Fig. 2. NF-κB activation is required for efficient HSV-1 replication

(A) HT29 cells were either mock infected or infected with HSV-1 (KOS, 7134, gal4, d27, hrR3, and R3616) at MOI = 1 for up to 36 h, and equal amounts (10 µg) of nuclear extracts were prepared and analyzed by EMSA. (B) HT29 cells were infected with the IκBα-SR (Ad.CMV.IκBα) or control (empty vector) adenovirus (Ad.CMV3) at MOI = 20 for 12 h. These cells were infected with KOS, 7134, and hrR3 at MOI = 0.1 for up to 40 h, and the equal amounts (10 µg) of nuclear extracts were prepared and analyzed by EMSA. Positive control: nuclear extracts from HT29 that were treated with TNF-α for 24 h. Mock: Heat-inactivated KOS. After 0 to 40 h following HSV-1 infection, the cells that were initially infected with the Ad.CMV.IκBα, Ad.CMV3 or saline were harvested and supernatants from these cells were titered on Vero cells or 0-28 cells. (C) Same experiment in Capan-2 cells. (D) Same experiment in SW480 cells. Results are shown as mean ± S.D.

Fig. 3. Differential effects of chemotherapeutic agents on NF-κB activation

(A) HT29 cells were treated with different concentration of TNF-α, 5-FU, CPT-11, or MTX for 24 h, after which time equal amounts (10 µg) of nuclear extracts from the cells were prepared and analyzed by EMSA. (B) HT29 cells were treated with 10 ng/ml TNF-α, 100 µM 5-FU, 1 µM CPT-11, and 25 µM MTX for up to 36 h, and nuclear extracts were prepared and analyzed by EMSA. Negative control: medium (DMEM with 10 % FBS and antibiotics) alone. (C) HT29 cells were treated with 10 ng/ml TNF-α, 100 µM 5-FU, 1 µM CPT-11, and 25 µM MTX in the presence or absence of HSV-1 KOS infection for 24 h, and nuclear extracts were prepared and analyzed by EMSA. Negative control: medium (DMEM with 10 % FBS and antibiotics) alone. Positive control: nuclear extracts from HT29 that were treated with 10 ng/ml TNF-α for 24 h. The density of each band was determined using UVP image software, and results are shown as mean ± S.D. in graph.

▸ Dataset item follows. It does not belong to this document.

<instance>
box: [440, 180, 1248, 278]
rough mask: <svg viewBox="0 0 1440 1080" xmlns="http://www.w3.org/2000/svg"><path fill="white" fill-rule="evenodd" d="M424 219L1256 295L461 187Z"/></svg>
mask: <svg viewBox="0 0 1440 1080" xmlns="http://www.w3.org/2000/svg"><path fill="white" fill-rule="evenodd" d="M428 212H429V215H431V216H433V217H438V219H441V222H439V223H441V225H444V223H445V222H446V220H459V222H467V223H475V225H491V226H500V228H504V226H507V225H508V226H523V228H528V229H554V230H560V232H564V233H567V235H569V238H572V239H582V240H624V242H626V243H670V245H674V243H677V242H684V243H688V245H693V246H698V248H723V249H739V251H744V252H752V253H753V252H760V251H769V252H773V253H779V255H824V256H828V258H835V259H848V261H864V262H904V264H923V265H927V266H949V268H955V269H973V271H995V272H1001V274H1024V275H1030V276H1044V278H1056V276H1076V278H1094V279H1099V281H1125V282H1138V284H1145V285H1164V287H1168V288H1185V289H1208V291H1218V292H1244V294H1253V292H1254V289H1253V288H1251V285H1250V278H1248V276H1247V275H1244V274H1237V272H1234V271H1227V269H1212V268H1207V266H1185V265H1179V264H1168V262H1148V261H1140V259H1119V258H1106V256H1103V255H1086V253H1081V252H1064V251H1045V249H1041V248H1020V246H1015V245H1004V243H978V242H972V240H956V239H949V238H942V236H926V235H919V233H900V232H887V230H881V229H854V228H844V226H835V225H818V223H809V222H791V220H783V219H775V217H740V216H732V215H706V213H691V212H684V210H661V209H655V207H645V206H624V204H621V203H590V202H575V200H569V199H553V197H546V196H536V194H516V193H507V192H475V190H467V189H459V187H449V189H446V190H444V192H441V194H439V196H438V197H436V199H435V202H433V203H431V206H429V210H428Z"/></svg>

Fig. 4. Chemotherapy induces in vitro PKR/eIF-2α phosphorylation activity

Protein lysates from HT29 cell that were treated with TNF-α, 5-FU, CPT-11 or MTX for 24 h were examined for their ability to (A) phosphorylate PKR, (B) phosphorylate eIF-2α and (C) dephosphorylate eIF-2α, in the presence or absence of HSV-1 KOS infection. Cells were treated with TNF-α (10 ng/ml), 5-FU (100 µM), CPT-11 (1 µM), and MTX (25 µM) for 24 h and then harvested to assess kinase or phosphatase activity. Control: medium alone (without drug). Mock-infected HT29: HT29 cells incubated with heat-inactivated KOS. Negative control for (A): precipitated cell lysate with protein A-agarose alone (without PKR-antibody). Control for (C): Purified phosphorylated eIF-2α by GST-PKR (without cell lysates). The eIF-2α dephosphorylation assay (C) examines protein lysates from drug-treated (or mock-treated) cells for dephosphorylation of radiolabeled His-tagged eIF-2α bacterial fusion protein over a time interval of 5 minutes (by comparison of His-eIF-2α phosphorylatation after 0 versus 5 minutes of incubation with cell lysate). The optical density of all autoradiography bands was determined using UVP image software, and results are shown as the mean ratio of optical density ± S.D. in graphs beneath each autoradiograph.